すれ違った暗い、夜の闇に溶けそうな髪色に惹かれ、ひざしは振り返った。自分と同じ位の年頃の子だった。
目が追い付けば、ひざしの横を通りすぎたのは女の子だった。レンズ豆のような小さな爪をカボチャを模した色のマニキュアで塗り、母に手を握られた同じ年頃の。黒い角の付いたカチューシャで飾った髪は、夜風に流れるダークブラウンの。
「…なんだ」
そう漏らしてから、…『なんだ』ってなんだ?とひざしは自問自答した。なぜがっかりしたのだろう?? 誰かを探しているわけでもないのに、妙に心が落ち着かない。

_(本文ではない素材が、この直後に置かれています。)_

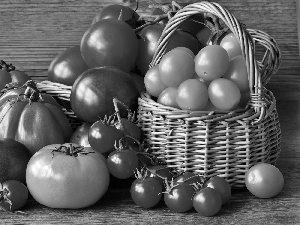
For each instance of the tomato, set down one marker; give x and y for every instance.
(67, 176)
(13, 195)
(224, 94)
(231, 44)
(14, 157)
(93, 92)
(168, 97)
(264, 180)
(207, 201)
(153, 83)
(192, 94)
(67, 66)
(116, 11)
(188, 178)
(148, 39)
(33, 121)
(211, 62)
(122, 163)
(146, 192)
(139, 81)
(180, 198)
(220, 185)
(110, 42)
(103, 137)
(175, 67)
(81, 135)
(237, 72)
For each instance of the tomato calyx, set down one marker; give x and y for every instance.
(6, 66)
(71, 150)
(4, 198)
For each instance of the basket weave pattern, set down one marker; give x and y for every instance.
(217, 143)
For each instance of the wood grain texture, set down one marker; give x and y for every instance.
(33, 32)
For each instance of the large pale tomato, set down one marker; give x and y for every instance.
(33, 121)
(110, 42)
(67, 176)
(93, 92)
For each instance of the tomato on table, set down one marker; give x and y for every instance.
(67, 176)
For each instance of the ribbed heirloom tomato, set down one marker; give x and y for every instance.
(67, 176)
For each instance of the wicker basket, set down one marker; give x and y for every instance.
(217, 142)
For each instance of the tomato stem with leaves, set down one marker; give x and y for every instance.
(71, 150)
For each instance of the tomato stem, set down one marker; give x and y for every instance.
(71, 150)
(6, 66)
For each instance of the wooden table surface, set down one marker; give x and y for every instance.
(33, 32)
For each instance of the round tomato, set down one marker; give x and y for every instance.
(67, 176)
(122, 163)
(153, 83)
(175, 67)
(146, 192)
(211, 62)
(100, 86)
(118, 12)
(207, 201)
(237, 72)
(34, 121)
(220, 185)
(231, 44)
(67, 66)
(264, 180)
(224, 94)
(110, 42)
(14, 157)
(81, 135)
(192, 94)
(13, 195)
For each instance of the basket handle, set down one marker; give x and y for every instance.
(247, 43)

鼻先がムズムズした。
(…女の子なら誰でもいい!せっかくにんげんを食べに来たんだぞ!)
ひざしは自分の丸い頬を両手のひらでぺちんと打った。父母に内緒で魔界を抜け出して来たのだから、必ず人間を食べて帰りたかった。淫魔のひざしにとっての『食べる』は人肉をムシャリと食らうことではないのだが。
ハロウィンを迎えた街の大通りは夜更けにも関わらず賑やかだった。ひざしには自分たちを脅かす化け物の仮装をして浮かれる人間たちの心情がさっぱり分からない。しかしまだ頭の上のちいさな羊角も、背中にはえたコウモリのような羽も仕舞うこともできないひざしにとっては、人間たちの仮装にまぎれてこの世界を歩けるハロウィンは貴重な一日だった。
――もう人間を『食べた』の?!――
と同級生たちが驚き羨む顔が目に浮かび、ひざしはひとりでにやにやと笑う。角や羽を隠し完璧に人間に化けられるのは普通大人になってからで、それまでは外に食事にいってはいけないのがひざしの世界のルールだった。
(あくまがおりこうさんに『約束』まもってちゃサタンにはなれないぜ!)
ひざしの憧れ、将来の夢は魔界の頂点!頭からうねりをあげて伸びた角が闇雲を貫き、口を開けば悪魔のすべてを黙らせるサタン様だった。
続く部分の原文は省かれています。